Summary: We review information from large studies of defined populations, examining the role of known factors and especially of prenatal and perinatal factors in contributing to nonfebrile seizure disorders of early childhood. We depend especially, but not exclusively, on the recently completed analyses from the Collaborative Perinatal Project of the National Institute of Neurological and Communicative Disorders and Stroke, the NCPP. About 4% of children in the NCPP who had at least one non-febrile nonsymptomatic seizure by the age of 7 years had a previous seizure during acute neurologic illness, such as meningitis or during the acute illness after trauma. Many such seizures should potentially be preventable.
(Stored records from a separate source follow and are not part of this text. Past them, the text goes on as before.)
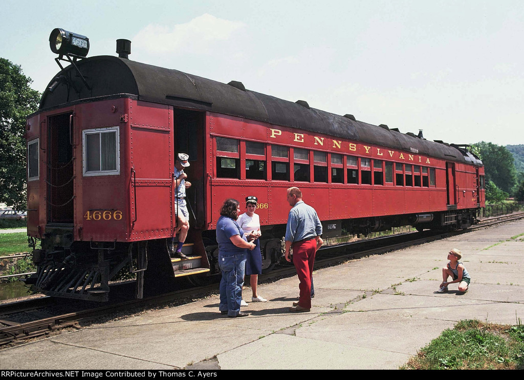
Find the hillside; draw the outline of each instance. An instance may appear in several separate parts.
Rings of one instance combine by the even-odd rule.
[[[506,145],[506,148],[511,152],[515,159],[517,171],[524,171],[524,144],[519,145]]]

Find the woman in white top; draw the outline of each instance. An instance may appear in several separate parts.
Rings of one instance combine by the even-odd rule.
[[[253,292],[251,301],[253,302],[266,302],[267,300],[262,298],[257,293],[258,275],[262,274],[262,254],[260,252],[260,240],[258,238],[261,235],[260,222],[260,217],[255,213],[258,200],[257,197],[253,195],[246,197],[246,212],[238,216],[236,222],[244,234],[246,235],[251,234],[255,237],[253,242],[256,245],[256,247],[248,251],[246,261],[245,273],[250,276],[249,282]]]

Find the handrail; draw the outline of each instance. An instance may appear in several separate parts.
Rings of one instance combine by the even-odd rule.
[[[138,219],[138,205],[136,204],[136,171],[135,170],[135,168],[131,168],[131,174],[133,176],[133,192],[134,193],[135,197],[135,218],[132,221],[131,223],[133,224],[135,222],[137,221]]]

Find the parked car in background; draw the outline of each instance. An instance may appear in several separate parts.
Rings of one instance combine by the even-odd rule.
[[[25,219],[27,215],[26,211],[17,211],[13,209],[2,209],[0,210],[0,219],[10,219],[19,221]]]

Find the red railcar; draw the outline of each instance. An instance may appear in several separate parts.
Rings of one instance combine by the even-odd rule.
[[[143,281],[215,270],[223,201],[259,200],[264,267],[278,262],[301,188],[327,237],[392,226],[462,228],[484,205],[484,168],[465,146],[427,141],[228,84],[103,56],[72,60],[27,120],[28,234],[57,296],[107,300],[123,268]],[[192,258],[169,258],[172,175],[189,154]],[[37,239],[41,247],[37,248]]]

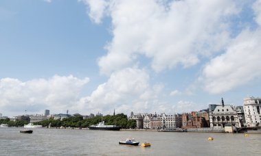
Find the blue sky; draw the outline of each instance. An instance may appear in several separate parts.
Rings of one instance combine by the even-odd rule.
[[[261,1],[0,1],[0,112],[183,113],[260,96]]]

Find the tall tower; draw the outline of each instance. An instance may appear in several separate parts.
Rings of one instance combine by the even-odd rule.
[[[45,109],[45,116],[47,116],[50,114],[50,111],[48,109]]]
[[[221,103],[222,103],[222,107],[224,107],[224,101],[223,101],[223,98],[221,98]]]

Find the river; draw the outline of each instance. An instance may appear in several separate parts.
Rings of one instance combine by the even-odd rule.
[[[0,155],[261,155],[261,134],[21,129],[0,128]],[[126,138],[151,146],[119,145]]]

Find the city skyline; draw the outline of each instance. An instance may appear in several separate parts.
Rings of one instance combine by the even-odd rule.
[[[183,113],[260,96],[261,1],[0,1],[3,116]]]

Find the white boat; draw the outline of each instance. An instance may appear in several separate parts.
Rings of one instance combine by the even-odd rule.
[[[109,131],[120,131],[121,127],[116,125],[105,125],[104,121],[99,122],[97,125],[91,125],[89,127],[91,130],[109,130]]]
[[[31,129],[31,128],[42,128],[43,126],[42,125],[34,125],[33,123],[29,123],[27,125],[25,125],[23,126],[24,128],[29,128],[29,129]]]
[[[1,124],[0,127],[8,127],[8,124]]]
[[[126,141],[120,141],[119,142],[119,144],[129,144],[129,145],[134,145],[134,146],[138,146],[139,144],[139,142],[137,142],[133,139],[127,138]]]

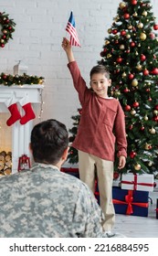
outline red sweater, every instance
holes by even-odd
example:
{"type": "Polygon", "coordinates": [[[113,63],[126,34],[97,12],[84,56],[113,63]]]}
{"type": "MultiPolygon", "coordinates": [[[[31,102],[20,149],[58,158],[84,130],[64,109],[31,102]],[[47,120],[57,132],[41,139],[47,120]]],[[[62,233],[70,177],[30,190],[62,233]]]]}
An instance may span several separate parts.
{"type": "Polygon", "coordinates": [[[124,112],[119,101],[101,98],[88,89],[76,61],[68,63],[68,67],[82,106],[78,133],[72,146],[100,158],[114,161],[116,143],[118,157],[126,157],[124,112]]]}

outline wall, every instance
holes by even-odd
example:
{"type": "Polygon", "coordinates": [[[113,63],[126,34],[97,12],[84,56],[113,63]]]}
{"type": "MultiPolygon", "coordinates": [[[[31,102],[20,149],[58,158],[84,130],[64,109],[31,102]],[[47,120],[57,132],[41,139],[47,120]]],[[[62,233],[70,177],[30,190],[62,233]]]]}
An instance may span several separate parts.
{"type": "MultiPolygon", "coordinates": [[[[28,74],[46,78],[42,120],[55,118],[70,128],[71,116],[77,114],[79,107],[61,48],[70,11],[73,10],[81,44],[81,48],[74,48],[75,57],[89,83],[90,69],[100,59],[107,29],[120,3],[120,0],[0,1],[0,12],[9,14],[16,23],[14,39],[0,48],[0,73],[13,74],[14,65],[23,59],[28,66],[28,74]]],[[[151,3],[156,16],[156,0],[151,3]]]]}

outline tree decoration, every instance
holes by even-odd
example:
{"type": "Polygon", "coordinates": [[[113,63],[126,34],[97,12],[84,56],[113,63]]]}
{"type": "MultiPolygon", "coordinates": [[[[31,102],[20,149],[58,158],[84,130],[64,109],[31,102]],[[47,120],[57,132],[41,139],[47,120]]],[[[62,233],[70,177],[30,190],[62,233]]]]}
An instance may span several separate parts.
{"type": "Polygon", "coordinates": [[[24,74],[23,76],[13,76],[10,74],[0,74],[0,84],[4,86],[12,86],[12,85],[23,85],[23,84],[43,84],[44,83],[44,78],[43,77],[37,77],[37,76],[28,76],[26,74],[24,74]]]}
{"type": "MultiPolygon", "coordinates": [[[[120,101],[125,115],[127,162],[121,170],[118,170],[116,162],[114,170],[154,173],[158,166],[157,22],[150,0],[121,1],[116,16],[104,38],[103,54],[98,61],[109,69],[111,79],[109,96],[120,101]]],[[[73,163],[76,163],[75,154],[73,150],[69,155],[73,163]]]]}
{"type": "Polygon", "coordinates": [[[0,26],[2,27],[0,47],[4,48],[10,38],[13,39],[12,34],[15,32],[16,23],[9,18],[9,15],[0,12],[0,26]]]}

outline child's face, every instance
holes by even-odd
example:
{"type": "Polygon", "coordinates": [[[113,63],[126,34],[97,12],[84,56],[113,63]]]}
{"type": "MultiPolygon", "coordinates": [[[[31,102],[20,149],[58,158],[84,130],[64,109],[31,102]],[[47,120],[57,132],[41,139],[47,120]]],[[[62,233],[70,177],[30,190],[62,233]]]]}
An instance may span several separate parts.
{"type": "Polygon", "coordinates": [[[105,77],[105,73],[94,73],[91,76],[90,86],[98,96],[106,98],[111,82],[111,80],[105,77]]]}

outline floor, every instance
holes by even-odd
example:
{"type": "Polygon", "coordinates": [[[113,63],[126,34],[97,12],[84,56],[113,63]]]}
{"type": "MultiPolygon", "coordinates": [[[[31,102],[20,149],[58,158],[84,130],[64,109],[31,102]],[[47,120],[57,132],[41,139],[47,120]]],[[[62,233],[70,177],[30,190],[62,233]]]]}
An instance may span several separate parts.
{"type": "Polygon", "coordinates": [[[127,238],[158,238],[158,219],[156,219],[156,199],[158,191],[149,193],[148,217],[116,214],[114,230],[127,238]]]}

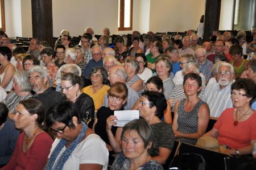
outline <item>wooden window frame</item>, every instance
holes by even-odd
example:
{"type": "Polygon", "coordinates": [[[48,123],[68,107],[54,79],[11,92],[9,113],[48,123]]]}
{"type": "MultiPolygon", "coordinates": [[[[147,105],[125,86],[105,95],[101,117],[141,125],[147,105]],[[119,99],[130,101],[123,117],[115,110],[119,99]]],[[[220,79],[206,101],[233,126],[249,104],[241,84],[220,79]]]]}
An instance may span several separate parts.
{"type": "Polygon", "coordinates": [[[2,27],[0,30],[5,31],[5,0],[1,0],[2,27]]]}
{"type": "MultiPolygon", "coordinates": [[[[125,0],[120,0],[120,26],[118,31],[130,31],[133,30],[133,0],[131,0],[131,9],[130,10],[130,27],[125,27],[125,0]]],[[[119,15],[119,14],[118,14],[119,15]]]]}

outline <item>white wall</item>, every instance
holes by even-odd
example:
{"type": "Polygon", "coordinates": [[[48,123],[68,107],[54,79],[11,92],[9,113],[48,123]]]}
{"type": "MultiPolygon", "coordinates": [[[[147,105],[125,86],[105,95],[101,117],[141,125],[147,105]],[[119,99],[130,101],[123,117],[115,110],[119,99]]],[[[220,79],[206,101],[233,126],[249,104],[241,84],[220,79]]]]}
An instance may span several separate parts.
{"type": "Polygon", "coordinates": [[[22,36],[20,0],[5,0],[5,29],[9,37],[22,36]]]}
{"type": "Polygon", "coordinates": [[[205,3],[205,0],[151,0],[149,28],[154,32],[196,30],[205,3]]]}
{"type": "Polygon", "coordinates": [[[232,16],[234,0],[221,1],[219,30],[232,30],[232,16]]]}

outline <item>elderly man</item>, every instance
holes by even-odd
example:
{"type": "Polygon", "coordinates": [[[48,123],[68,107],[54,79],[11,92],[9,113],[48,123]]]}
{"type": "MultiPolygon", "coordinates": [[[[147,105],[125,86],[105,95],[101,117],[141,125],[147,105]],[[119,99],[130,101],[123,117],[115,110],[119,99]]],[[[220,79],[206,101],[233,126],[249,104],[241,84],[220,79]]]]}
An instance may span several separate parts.
{"type": "Polygon", "coordinates": [[[175,48],[169,46],[164,50],[164,53],[167,55],[172,62],[172,73],[175,75],[176,73],[180,71],[180,56],[179,52],[175,48]]]}
{"type": "Polygon", "coordinates": [[[87,64],[86,68],[84,73],[84,76],[85,78],[89,78],[92,68],[96,66],[103,66],[101,46],[98,45],[94,45],[92,48],[92,54],[93,58],[89,61],[88,64],[87,64]]]}
{"type": "Polygon", "coordinates": [[[200,67],[200,72],[205,77],[205,82],[207,83],[212,77],[212,68],[213,63],[207,59],[206,49],[200,47],[195,51],[196,59],[200,67]]]}
{"type": "Polygon", "coordinates": [[[114,56],[115,51],[111,47],[106,47],[102,51],[103,59],[109,56],[114,56]]]}
{"type": "Polygon", "coordinates": [[[208,84],[203,98],[208,105],[210,116],[216,118],[226,108],[233,107],[230,93],[234,68],[229,63],[221,63],[217,67],[217,72],[218,82],[208,84]]]}
{"type": "Polygon", "coordinates": [[[27,53],[31,55],[33,55],[35,57],[38,57],[40,56],[39,51],[39,42],[37,38],[32,38],[30,40],[30,47],[28,50],[27,51],[27,53]]]}
{"type": "Polygon", "coordinates": [[[197,44],[198,42],[197,34],[193,34],[192,35],[191,35],[191,36],[190,36],[190,40],[191,42],[191,44],[189,47],[191,48],[194,51],[202,47],[197,44]]]}
{"type": "Polygon", "coordinates": [[[155,72],[155,61],[159,55],[163,53],[163,44],[161,42],[155,40],[153,42],[152,47],[150,48],[150,53],[146,56],[147,61],[147,67],[155,72]]]}
{"type": "Polygon", "coordinates": [[[189,36],[185,36],[182,40],[182,44],[183,47],[179,49],[179,55],[182,56],[183,55],[189,54],[195,56],[195,51],[189,47],[191,44],[191,40],[189,36]]]}
{"type": "Polygon", "coordinates": [[[216,55],[224,55],[227,59],[227,61],[229,61],[232,60],[232,56],[229,53],[224,53],[224,51],[226,51],[228,47],[225,45],[225,42],[222,40],[218,40],[215,43],[214,52],[215,54],[209,55],[207,56],[207,59],[212,62],[213,62],[213,59],[216,55]]]}
{"type": "Polygon", "coordinates": [[[47,88],[47,69],[44,67],[36,65],[28,71],[29,79],[33,91],[36,93],[32,98],[40,101],[46,113],[55,104],[65,101],[65,98],[60,92],[47,88]]]}
{"type": "Polygon", "coordinates": [[[118,61],[114,56],[105,57],[103,59],[103,67],[107,71],[108,74],[109,74],[110,69],[117,65],[118,65],[118,61]]]}
{"type": "Polygon", "coordinates": [[[73,48],[68,48],[65,50],[65,58],[64,61],[65,64],[75,64],[77,52],[73,48]]]}
{"type": "MultiPolygon", "coordinates": [[[[117,82],[121,82],[125,84],[127,77],[128,76],[123,66],[115,65],[110,69],[108,79],[110,82],[110,85],[112,85],[117,82]]],[[[130,110],[136,103],[138,99],[139,99],[139,96],[137,93],[131,88],[128,88],[128,97],[127,102],[125,104],[125,105],[123,107],[124,109],[130,110]]],[[[108,107],[108,103],[109,101],[107,94],[104,97],[103,106],[108,107]]]]}

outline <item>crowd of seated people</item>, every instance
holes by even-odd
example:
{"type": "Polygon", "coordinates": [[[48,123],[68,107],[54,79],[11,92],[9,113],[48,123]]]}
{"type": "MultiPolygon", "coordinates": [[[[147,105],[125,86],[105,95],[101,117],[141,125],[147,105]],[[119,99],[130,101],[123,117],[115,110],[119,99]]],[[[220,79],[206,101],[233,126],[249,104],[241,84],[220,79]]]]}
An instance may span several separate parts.
{"type": "Polygon", "coordinates": [[[256,156],[255,29],[248,42],[244,31],[135,31],[130,47],[108,28],[96,36],[86,28],[74,44],[63,30],[25,51],[0,31],[0,169],[163,169],[175,140],[203,136],[256,156]],[[129,110],[140,118],[115,126],[129,110]]]}

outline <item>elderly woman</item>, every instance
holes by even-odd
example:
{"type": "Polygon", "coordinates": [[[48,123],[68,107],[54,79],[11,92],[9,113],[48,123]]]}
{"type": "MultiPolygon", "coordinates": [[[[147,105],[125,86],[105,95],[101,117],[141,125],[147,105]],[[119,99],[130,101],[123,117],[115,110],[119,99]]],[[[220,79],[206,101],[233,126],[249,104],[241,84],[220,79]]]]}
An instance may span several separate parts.
{"type": "Polygon", "coordinates": [[[22,63],[22,61],[23,60],[23,59],[26,56],[28,56],[28,54],[26,53],[20,53],[16,55],[16,61],[17,61],[16,63],[16,69],[17,71],[23,71],[23,63],[22,63]]]}
{"type": "Polygon", "coordinates": [[[90,80],[92,85],[82,89],[82,92],[90,96],[93,99],[95,110],[102,106],[104,96],[110,87],[108,85],[108,73],[106,70],[100,67],[94,67],[90,72],[90,80]]]}
{"type": "Polygon", "coordinates": [[[109,45],[109,37],[106,35],[101,36],[98,40],[98,45],[101,46],[101,51],[109,45]]]}
{"type": "Polygon", "coordinates": [[[256,141],[256,111],[251,104],[256,97],[256,84],[240,78],[231,86],[234,108],[224,110],[213,128],[204,136],[217,138],[221,152],[235,155],[251,154],[256,141]]]}
{"type": "MultiPolygon", "coordinates": [[[[167,104],[164,96],[155,92],[145,91],[142,93],[138,106],[139,115],[144,118],[150,125],[153,131],[155,150],[151,156],[159,164],[164,164],[168,157],[174,143],[174,132],[171,126],[162,122],[163,113],[166,109],[167,104]]],[[[116,117],[112,115],[107,119],[107,133],[111,146],[115,152],[122,151],[119,140],[120,137],[116,135],[115,138],[108,130],[115,125],[116,117]]],[[[119,127],[118,131],[122,131],[119,127]]]]}
{"type": "MultiPolygon", "coordinates": [[[[189,73],[194,73],[201,76],[199,71],[198,64],[196,63],[188,63],[183,71],[184,71],[185,75],[189,73]]],[[[203,84],[203,82],[202,82],[203,84]]],[[[204,86],[205,85],[204,84],[204,86]]],[[[200,99],[203,99],[203,96],[204,94],[205,88],[203,85],[201,88],[200,92],[198,93],[198,97],[200,99]]],[[[184,89],[184,85],[183,84],[176,85],[172,90],[171,97],[168,99],[168,102],[172,108],[172,111],[174,112],[174,107],[175,103],[183,99],[187,98],[187,96],[185,94],[184,89]]]]}
{"type": "MultiPolygon", "coordinates": [[[[146,91],[156,92],[158,93],[163,93],[163,85],[162,80],[157,76],[153,76],[151,77],[146,83],[145,90],[146,91]]],[[[133,106],[131,110],[138,110],[140,101],[141,99],[139,98],[134,104],[134,106],[133,106]]],[[[164,122],[171,124],[172,122],[172,115],[171,114],[171,107],[168,102],[167,103],[167,107],[166,109],[164,110],[163,118],[162,119],[164,121],[164,122]]]]}
{"type": "Polygon", "coordinates": [[[108,169],[105,143],[87,127],[78,113],[70,101],[55,105],[48,111],[46,125],[58,138],[52,144],[46,170],[108,169]]]}
{"type": "Polygon", "coordinates": [[[106,128],[106,120],[109,116],[114,115],[115,110],[123,110],[123,105],[127,101],[128,89],[125,84],[117,82],[108,90],[108,94],[109,107],[102,106],[98,110],[93,129],[106,143],[109,151],[113,151],[107,134],[111,134],[114,138],[117,136],[116,140],[120,141],[122,130],[117,130],[118,127],[115,126],[106,128]]]}
{"type": "Polygon", "coordinates": [[[124,45],[124,40],[122,36],[118,36],[114,40],[115,43],[115,57],[121,63],[125,63],[125,59],[130,55],[127,47],[124,45]]]}
{"type": "Polygon", "coordinates": [[[39,65],[40,61],[36,57],[31,55],[26,56],[23,60],[24,70],[26,72],[35,65],[39,65]]]}
{"type": "Polygon", "coordinates": [[[59,68],[65,64],[64,63],[65,49],[65,47],[62,45],[57,45],[55,48],[55,53],[57,59],[54,61],[54,64],[59,68]]]}
{"type": "Polygon", "coordinates": [[[85,119],[88,111],[93,119],[94,114],[93,100],[89,95],[81,92],[81,77],[75,74],[68,73],[61,77],[60,84],[62,93],[68,100],[76,105],[81,118],[85,119]]]}
{"type": "Polygon", "coordinates": [[[135,119],[126,124],[122,132],[121,142],[123,152],[117,155],[111,170],[163,169],[150,156],[153,131],[145,119],[135,119]]]}
{"type": "Polygon", "coordinates": [[[0,168],[9,161],[19,135],[8,113],[6,106],[0,102],[0,168]]]}
{"type": "Polygon", "coordinates": [[[125,60],[125,68],[128,76],[126,85],[137,92],[139,96],[142,92],[144,85],[143,81],[137,74],[139,69],[139,63],[133,57],[127,57],[125,60]]]}
{"type": "Polygon", "coordinates": [[[139,69],[137,74],[143,82],[146,83],[148,78],[152,77],[152,71],[147,68],[147,61],[144,53],[135,53],[135,59],[139,64],[139,69]]]}
{"type": "Polygon", "coordinates": [[[9,110],[9,116],[15,114],[19,102],[32,97],[31,85],[28,80],[28,74],[25,71],[17,71],[13,76],[13,91],[11,91],[3,102],[9,110]]]}
{"type": "Polygon", "coordinates": [[[10,62],[11,51],[7,47],[0,47],[0,86],[6,92],[13,88],[13,75],[16,71],[14,66],[10,62]]]}
{"type": "Polygon", "coordinates": [[[133,47],[130,50],[130,56],[135,57],[137,53],[142,53],[143,50],[139,46],[139,39],[137,37],[133,38],[133,47]]]}
{"type": "Polygon", "coordinates": [[[170,75],[172,69],[171,60],[164,55],[160,55],[155,61],[156,74],[163,81],[166,99],[170,97],[175,85],[170,75]]]}
{"type": "Polygon", "coordinates": [[[44,109],[39,101],[29,98],[19,102],[14,117],[15,127],[22,130],[13,156],[1,169],[42,169],[52,139],[44,131],[44,109]]]}
{"type": "Polygon", "coordinates": [[[195,144],[205,132],[210,117],[207,104],[199,99],[202,80],[197,74],[185,75],[183,88],[187,98],[175,103],[172,128],[180,142],[195,144]]]}

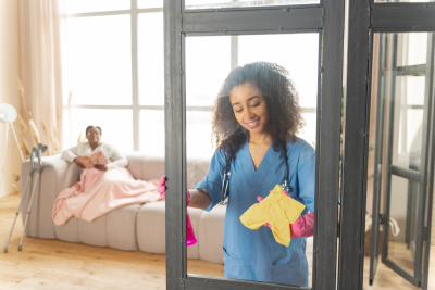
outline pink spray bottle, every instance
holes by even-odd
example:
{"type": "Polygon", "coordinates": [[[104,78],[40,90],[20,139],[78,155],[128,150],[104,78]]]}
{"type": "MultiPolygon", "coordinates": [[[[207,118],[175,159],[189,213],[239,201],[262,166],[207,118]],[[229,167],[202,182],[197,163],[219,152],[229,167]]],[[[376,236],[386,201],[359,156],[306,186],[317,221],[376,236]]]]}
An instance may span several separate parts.
{"type": "Polygon", "coordinates": [[[195,237],[194,227],[190,223],[189,213],[186,212],[186,245],[194,245],[197,243],[197,238],[195,237]]]}
{"type": "MultiPolygon", "coordinates": [[[[187,199],[187,206],[190,203],[190,193],[188,190],[186,190],[186,199],[187,199]]],[[[194,232],[194,227],[191,226],[190,223],[190,216],[189,216],[189,212],[186,209],[186,245],[194,245],[197,243],[197,238],[195,237],[195,232],[194,232]]]]}

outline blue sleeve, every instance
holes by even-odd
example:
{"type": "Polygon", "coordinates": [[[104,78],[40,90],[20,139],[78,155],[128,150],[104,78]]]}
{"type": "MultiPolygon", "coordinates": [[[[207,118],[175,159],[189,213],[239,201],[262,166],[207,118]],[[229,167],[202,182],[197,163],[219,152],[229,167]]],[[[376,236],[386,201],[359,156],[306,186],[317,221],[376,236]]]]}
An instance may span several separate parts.
{"type": "Polygon", "coordinates": [[[211,204],[206,209],[210,212],[221,201],[222,177],[225,168],[225,156],[221,149],[214,152],[210,162],[210,167],[207,171],[206,177],[195,186],[195,189],[203,189],[211,198],[211,204]]]}
{"type": "Polygon", "coordinates": [[[299,198],[312,213],[314,212],[315,189],[315,150],[309,143],[303,142],[298,160],[299,198]]]}

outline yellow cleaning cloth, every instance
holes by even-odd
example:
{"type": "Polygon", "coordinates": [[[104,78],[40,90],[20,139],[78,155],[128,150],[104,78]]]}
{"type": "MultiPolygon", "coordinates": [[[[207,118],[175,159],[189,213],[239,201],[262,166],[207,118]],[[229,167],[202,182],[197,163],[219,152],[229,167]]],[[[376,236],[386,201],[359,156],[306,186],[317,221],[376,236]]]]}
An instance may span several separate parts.
{"type": "Polygon", "coordinates": [[[240,222],[250,229],[259,229],[269,223],[275,240],[288,247],[291,240],[290,224],[298,219],[304,207],[302,203],[284,194],[283,188],[276,185],[268,198],[253,204],[240,216],[240,222]]]}

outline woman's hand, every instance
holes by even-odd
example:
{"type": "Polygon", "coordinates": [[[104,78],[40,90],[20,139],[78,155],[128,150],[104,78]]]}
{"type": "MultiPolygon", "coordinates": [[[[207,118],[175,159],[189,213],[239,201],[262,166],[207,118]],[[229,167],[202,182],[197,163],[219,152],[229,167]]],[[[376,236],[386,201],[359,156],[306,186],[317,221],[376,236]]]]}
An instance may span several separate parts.
{"type": "MultiPolygon", "coordinates": [[[[162,178],[160,178],[159,181],[159,193],[160,197],[162,197],[162,200],[166,199],[166,189],[167,189],[166,180],[167,180],[166,176],[162,176],[162,178]]],[[[186,189],[186,206],[189,206],[189,204],[190,204],[190,192],[189,190],[186,189]]]]}
{"type": "Polygon", "coordinates": [[[108,166],[105,166],[103,164],[95,164],[94,168],[105,172],[108,169],[108,166]]]}
{"type": "Polygon", "coordinates": [[[75,157],[75,159],[73,160],[73,162],[74,162],[75,164],[77,164],[78,167],[86,169],[86,166],[83,165],[83,163],[79,162],[77,157],[75,157]]]}

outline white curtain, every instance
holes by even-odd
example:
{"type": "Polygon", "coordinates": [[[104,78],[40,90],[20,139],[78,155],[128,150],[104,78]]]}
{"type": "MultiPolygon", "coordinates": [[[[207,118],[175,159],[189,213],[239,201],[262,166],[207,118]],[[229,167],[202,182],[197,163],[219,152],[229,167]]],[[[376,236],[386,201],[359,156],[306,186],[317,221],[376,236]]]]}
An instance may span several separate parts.
{"type": "MultiPolygon", "coordinates": [[[[21,80],[27,110],[49,152],[62,148],[60,0],[20,0],[21,80]],[[58,144],[55,140],[58,140],[58,144]]],[[[22,104],[21,114],[27,123],[22,104]]]]}

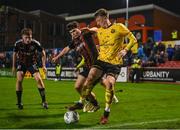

Of children with seizures, 10% had had a neonatal seizure and 13% had had a febrile seizure. Among the hundreds of prenatal and perinatal factors explored as predictors of childhood seizure disorders, the principal predictors identified were congenital malformations of the fetus, cerebral and noncerebral; family history of certain neurologic disorders; and neonatal seizures. In agreement with the British National Child Development Study, labor and delivery factors in the NCPP appeared to contribute very little to childhood seizure disorders. Maldevelopment, rather than damage at birth to an initially intact nervous system, appeared to be the more common mechanism. Most seizure disorders of early childhood remained unexplained by the large set of prenatal and perinatal characteristics examined.     

Anticonvulsant Drugs and Cognitive Function: A Review of the Literature

Summary: Alterations of cognitive function are separate from disturbances of behavior seen in association with epilepsy. The nature of the cognitive disability may to a certain extent depend on the seizure type. Partial seizures, mainly derived from a temporal lobe focus, impair memory tasks, while generalized seizures seem to have more effect on attentional abilities. A number of studies, reviewed in this paper, suggest that anticonvulsant drugs further impair cognitive function. Maximal impairments are seen in patients receiving polytherapy: rationalization of polytherapy improves cognitive abilities. Studies in children and adults have allowed differentiation of the effects of various commonly used antiepileptic agents. Maximal cognitive deficits are seen with. phenytoin, while phenobarbital and sodium valproate induce moderate disturbances, and carbamazepine seems relatively free from such toxicity. Further research is needed on the interrelationship between types of seizure disorders, types of anticonvulsant medications, and cognitive function.